4. **Noise Removal**:
   - Helps remove irrelevant or redundant features that can add noise to the model.

5. **Reduce Storage**:
   - A compact representation of data can save storage and improve efficiency.


**Curse of dimensionality** refers to the challenges faced when working with high-dimensional data. As the number of features increases, the volume of the space grows exponentially, requiring more data to maintain statistical significance. Distance metrics become less meaningful, leading to difficulties in clustering and classification. This sparsity can cause models to overfit and generalize poorly.

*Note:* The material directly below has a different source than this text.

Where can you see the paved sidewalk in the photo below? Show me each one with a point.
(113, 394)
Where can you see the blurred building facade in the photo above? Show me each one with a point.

Additionally, computational costs and the complexity of visualizing high-dimensional data increase. Mitigating the curse involves techniques like dimensionality reduction (e.g., PCA, t-SNE), feature selection, and regularization to simplify the data and improve model performance.

## **1. Principal Component Analysis (PCA)**
- **What it Does**:
  - Projects data into a new coordinate system where the axes (principal components) capture the maximum variance in the data.
  - Retains only the top `k` principal components to reduce dimensions.

- **How it Works**:
  1. Compute the covariance matrix of the data.
  2. Compute the eigenvalues and eigenvectors of the covariance matrix.
  3. Sort eigenvectors by eigenvalues (largest to smallest) to rank the principal components.
  4. Project data onto the top `k` eigenvectors.

- **Advantages**:
  - Preserves global structure.
  - Linear method: fast and interpretable.

- **Limitations**:
  - Assumes linear relationships.
  - Sensitive to outliers and scaling.

In [None]:
from sklearn.decomposition import PCA

# PCA
pca = PCA(n_components=2)

X_pca = pca.fit_transform(X)

In [None]:
X.shape

In [None]:
X_pca.shape

## **2. t-Distributed Stochastic Neighbor Embedding (t-SNE)**
- **What it Does**:
  - Maps high-dimensional data into a lower-dimensional space (often 2D or 3D) while preserving the local structure of the data (i.e., clusters).

- **How it Works**:
  1. Converts distances between points in high-dimensional space into probabilities (similarity).
  2. Does the same for the lower-dimensional space.
  3. Minimizes the Kullback-Leibler (KL) divergence between the two probability distributions.

- **Advantages**:
  - Excellent for visualizing clusters and local structure.
  - Non-linear and handles complex manifolds.

- **Limitations**:
  - Computationally expensive for large datasets.
  - Cannot preserve global structure.
  - Results are non-deterministic without setting a random seed.


In [None]:
from sklearn.manifold import TSNE

# t-SNE
tsne = TSNE(n_components=2, random_state=42, perplexity=30)
X_tsne = tsne.fit_transform(X)

In [None]:
X_tsne.shape

In [None]:
# Initialize a figure
fig, axes = plt.subplots(1, 2, figsize=(12, 6))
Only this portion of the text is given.